Standard error of the WLS-estimated factor.

rse

Relative standard error of the WLS-estimated factor (\(f\_se / f\)).

sigma

Mack sigma (residual standard deviation from the WLS fit). Used in Mack variance estimation.

n_obs

Total number of observations for the link.

n_valid

Number of finite ata values.

n_inf

Number of infinite ata values.

n_nan

Number of NaN ata values.

valid_ratio

Proportion of finite ata values (\(n\_valid / n\_obs\)).

Relationship between wt and f

Both wt and f are weighted averages of the observed ata factors, but they differ in how weights are assigned and which observations are included:

wt

Volume-weighted mean: \(wt = \sum C_{i,k+1} / \sum C_{i,k}\). Computed from all rows where value_from and value_to are finite, including rows where either value is zero. Independent of alpha.

f

WLS-estimated factor. Only rows where value_from > 0 are used, since value_from = 0 causes numerical issues in the WLS weights (\(w = value\_from^{\alpha}\)). When alpha = 2, f and wt are numerically equivalent (assuming no zero value_from rows). When alpha \ne 2, they diverge.

Therefore wt and f can differ for two reasons:

  1. Zero exclusion: rows with value_from = 0 are included in wt but excluded from f. This typically affects early development periods where some cohorts have not yet accumulated any claims.

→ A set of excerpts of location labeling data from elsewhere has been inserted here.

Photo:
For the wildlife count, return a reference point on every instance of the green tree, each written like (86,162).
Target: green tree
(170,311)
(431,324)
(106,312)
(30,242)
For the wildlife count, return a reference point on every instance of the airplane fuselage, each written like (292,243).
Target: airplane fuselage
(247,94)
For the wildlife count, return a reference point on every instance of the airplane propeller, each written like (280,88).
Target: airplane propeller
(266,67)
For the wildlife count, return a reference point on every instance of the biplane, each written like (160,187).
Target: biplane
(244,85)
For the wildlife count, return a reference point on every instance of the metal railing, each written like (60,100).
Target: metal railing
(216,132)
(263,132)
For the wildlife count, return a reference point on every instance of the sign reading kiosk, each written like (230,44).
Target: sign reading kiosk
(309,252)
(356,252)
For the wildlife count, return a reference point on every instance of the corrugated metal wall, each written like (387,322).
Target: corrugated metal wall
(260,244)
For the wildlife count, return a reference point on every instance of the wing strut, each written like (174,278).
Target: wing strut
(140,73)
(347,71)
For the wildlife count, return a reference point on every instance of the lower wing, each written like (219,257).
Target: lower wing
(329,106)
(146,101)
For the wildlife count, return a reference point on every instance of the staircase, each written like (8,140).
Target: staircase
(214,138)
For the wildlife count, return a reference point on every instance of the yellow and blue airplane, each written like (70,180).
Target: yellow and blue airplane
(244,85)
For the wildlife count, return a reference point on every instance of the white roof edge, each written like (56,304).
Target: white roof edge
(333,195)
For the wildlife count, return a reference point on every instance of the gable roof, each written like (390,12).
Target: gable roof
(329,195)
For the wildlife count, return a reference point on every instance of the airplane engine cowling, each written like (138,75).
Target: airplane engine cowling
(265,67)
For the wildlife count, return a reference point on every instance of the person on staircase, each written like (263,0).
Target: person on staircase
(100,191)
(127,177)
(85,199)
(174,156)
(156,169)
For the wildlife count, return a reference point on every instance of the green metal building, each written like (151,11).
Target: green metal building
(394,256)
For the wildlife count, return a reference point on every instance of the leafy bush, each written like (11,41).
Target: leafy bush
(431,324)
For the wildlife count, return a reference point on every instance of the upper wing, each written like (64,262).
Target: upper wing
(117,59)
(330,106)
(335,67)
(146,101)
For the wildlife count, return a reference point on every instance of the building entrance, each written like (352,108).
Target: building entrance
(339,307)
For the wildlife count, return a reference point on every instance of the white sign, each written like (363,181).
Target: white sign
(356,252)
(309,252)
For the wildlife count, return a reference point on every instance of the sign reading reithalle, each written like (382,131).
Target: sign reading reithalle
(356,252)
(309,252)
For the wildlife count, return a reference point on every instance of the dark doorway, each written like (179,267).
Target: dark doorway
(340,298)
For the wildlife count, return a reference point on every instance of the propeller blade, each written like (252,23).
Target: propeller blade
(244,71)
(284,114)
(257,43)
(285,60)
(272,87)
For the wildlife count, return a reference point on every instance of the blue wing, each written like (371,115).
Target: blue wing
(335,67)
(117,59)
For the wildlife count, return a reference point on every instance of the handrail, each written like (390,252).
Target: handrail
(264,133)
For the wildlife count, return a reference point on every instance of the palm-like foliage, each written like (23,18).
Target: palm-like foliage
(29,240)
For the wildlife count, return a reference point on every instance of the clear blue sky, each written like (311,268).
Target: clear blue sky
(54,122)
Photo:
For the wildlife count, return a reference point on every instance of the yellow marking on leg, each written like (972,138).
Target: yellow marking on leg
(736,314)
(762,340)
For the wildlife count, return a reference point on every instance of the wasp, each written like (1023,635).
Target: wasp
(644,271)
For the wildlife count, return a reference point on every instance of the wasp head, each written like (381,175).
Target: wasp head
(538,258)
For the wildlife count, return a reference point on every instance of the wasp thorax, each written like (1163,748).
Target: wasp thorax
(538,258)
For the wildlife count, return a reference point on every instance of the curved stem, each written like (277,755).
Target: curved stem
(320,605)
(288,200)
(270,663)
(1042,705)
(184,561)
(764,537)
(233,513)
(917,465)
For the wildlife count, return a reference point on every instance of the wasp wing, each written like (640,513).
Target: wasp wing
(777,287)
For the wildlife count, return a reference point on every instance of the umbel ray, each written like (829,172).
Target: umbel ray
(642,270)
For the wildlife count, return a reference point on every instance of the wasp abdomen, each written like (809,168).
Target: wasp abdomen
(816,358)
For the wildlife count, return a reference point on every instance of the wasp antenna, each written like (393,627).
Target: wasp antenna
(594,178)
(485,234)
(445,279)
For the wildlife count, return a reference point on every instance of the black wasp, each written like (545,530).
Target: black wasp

  2. Alpha effect: when alpha \ne 2, the WLS weights differ from the volume weights used in wt, leading to different estimates. Comparing wt and f can help diagnose whether the choice of alpha materially affects the estimated factor.

Weights

When the input "ATA" object contains a weight column (added by build_ata() when weight_var is supplied), that column is automatically used as the WLS weight in place of value_from. This is useful when value_var = "clr", where value_from carries no exposure information and an external exposure variable such as crp should be used instead.

Coefficient of variation (cv)

The coefficient of variation is defined as: $$cv = \frac{SD(f_k)}{\bar{f}_k}$$ where \(f_k\) are the individual observed ata values for link \(k\) and \(\bar{f}_k\) is their arithmetic mean. The cv reflects the relative spread of observed factors across cohorts, regardless of the exposure scale. It is used by find_ata_maturity() as one of the criteria for determining the maturity point.

Relative standard error (rse)

The relative standard error is defined as: $$rse = \frac{SE(\hat{f}_k)}{\hat{f}_k}$$ where \(SE(\hat{f}_k)\) is the standard error of the WLS-estimated factor. Unlike cv, which treats all cohorts equally, rse gives more weight to cohorts with larger exposures (via the WLS weights). A small rse indicates that the WLS estimate is precise, which tends to occur when: (1) there are many cohorts, (2) exposures are large, and (3) the observed ata values are consistent across cohorts.